Amazon Interview Question
SDE-2sCountry: India
Interview Type: Written Test
Yeah, the nodes of a tree can be stored in the way a 'heap' is stored in an array. Starting from index 1, the left child can be started at index 2, and the right child at index 3. In general, for a parent at index i, the left child can be stored at index 2i and the right child at index 2i+1. If a node is not present a null(or some other special flag) can be stored at it's designated location. This should make it easy to reconstruct the heap back from the array.
Traverse that tree in in-order and pre-order. you will have two arrays one for in-order traversal and one for pre-order traversal. You can recreate the same tree again from these two arrays. You can also have post-order instead of pre-order. But in-order it must. you cannot recreate from pre-order and post-order traversal.
For the unbalanced tree, you can't reconstruct the tree from it's inorder, preorder, post order, or level order traversals, because these traversals alone don't have enough information for you to figure out the shape of the tree.There are two methods you can use to reconstruct a tree from its serialized array.
Method 1
Use inorder+preorder lists or inorder+postorder lists. By using inorder along with postorder or preorder traversals will help you to build the tree, because postorder and preorder will tell you the root node and using the root on inorder will tell you the left and right subtrees. If you observe these lists closely you'll see a recursive pattern.
Method 2
Use the preorder or postorder traversals and save null values as keys when you visit a null left or right node. Null nodes will work as a markers to help you reconstruct the tree in the right form. Again postorder's last node is the root, and preorder's first node is he root node; you can go from the leaf nodes and up and reconstruct the tree.
The question seems to be asking to serialize the tree into only one array. Your solution is creating 2 arrays - one for inorder and the other for pre/post order.
Yes, for the first method, you create 2 arrays, but the second method creates only 1 array and it has a linear time solution.
Method one can be done with a single array. use a special element to denote the end of preorder elements and beginning of postorder elements in the array.
@oOZz As per your comment
This will work, but it's very inefficient. Imagine a tree that goes left->left->left->...->left or right->right->right->...->right, then your array will have a lot of sparse elements
Even your solution in Method Two is using the same approach, storing null values as markers. So if the tree is very unbalanced you end up storing a lot of null values.
// o -> array
// n -> node
// i -> index
void prepare_reconstruction_array(int *o, node *n, int i)
{
if(!n) return;
o[i] = n->v;
n->l? prepare_reconstruction_array(o, n->l, 2*i+1) : void(0);
n->r? prepare_reconstruction_array(o, n->r, 2*i+2) : void(0);
}
int main()
{
int output[MAX];
for (int i = 0; i< MAX; i++) {
output[i] = -1;
}
prepare_reconstruction_array(o, root, 0);
}
Actual question behind this question is do you know how to serialize and de serialize a binary tree.

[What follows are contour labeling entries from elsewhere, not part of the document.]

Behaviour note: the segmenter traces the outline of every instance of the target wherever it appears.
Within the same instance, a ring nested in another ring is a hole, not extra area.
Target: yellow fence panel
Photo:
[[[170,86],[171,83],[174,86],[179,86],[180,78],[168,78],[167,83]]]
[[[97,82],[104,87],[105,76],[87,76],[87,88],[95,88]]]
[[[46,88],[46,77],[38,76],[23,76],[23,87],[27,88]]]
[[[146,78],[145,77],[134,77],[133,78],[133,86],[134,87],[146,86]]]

There are several mechanism available for the same. Do any traversal(pre\in\post) and represent a null child with a special delimiter(a bit or any special character). Do the reverse to de serialize the tree taken care of delimiter.
Why won't a breadth first traversal work here? Just add the numbers into the array from left to right starting from the root of the tree. When you got to recreate it just add the numbers into a binary tree from starting from the beginning of your array.
follow the idea of "level order traversal with spcl node at the beginning of each level"
We have "a#bc#" for, where '#' stands for the end of a level
a
a->left = b
a->right= c
We have "a#$c#" for, where '$' stands for missing a child
a
a->left = NULL
a->right= c
We have "a#&#" for where '& stands for missing both children'
a
a->left = NULL
a->right= NULL
Perform a BFS from the root to output the string.
Following the rule should be able to reconstruct the same tree.
The idea is to treat the binary tree as fully complete binary tree with null at absent nodes
find the depth of binary tree
create an array of size(2^d - 1)
initialize the array with -1 or INT_MIN, or boost::optional<T>::none
now data at index i represent a node at level log2(i) at position i - 2^log2(i)
The idea is to treat the binary tree as fully complete binary tree with null at absent nodes
find the depth of binary tree
create an array of size(2^d - 1)
initialize the array with -1 or INT_MIN, or boost::optional<T>::none
now data at index i represent a node at level log2(i) at position i - 2^log2(i)
From the requirement clearly we need
- A forward conversion function to map from a tree to an array
- A backward conversion function to map from the array to original tree
The forward conversion will be the result of one of the traversal: pre/in/post order
While it is possible to use a single array (the pre-order) to reconstruct the input tree, the requirement is that the tree is a binary tree without duplicated value.
In general the binary tree can be constructed using two arrays in-order in combination with pre/post order, we can not combine these 2 arrays to a single array as there is no linear mapping between 2 arrays that allowed an common indicies to combine 2 arrays.
My solution is to create a single array of the structure
struct Node {
int value;
bool isLeaf;
};
with isLeaf indicates if a node is a leaf node. We use pre-order traversal to create
the array, the reason is that pre-order traversal will create the parent node before the children. The isLeaft field indicate a leaf node or the point the tree stop growing and we need to come back to build from other branch.
We could change the unbalanced tree to balanced by adding some special node. then convert it to array is easy. Also we could convert the array back to a balanced tree. Finally delete these special node in order to create the initial unbalanced tree.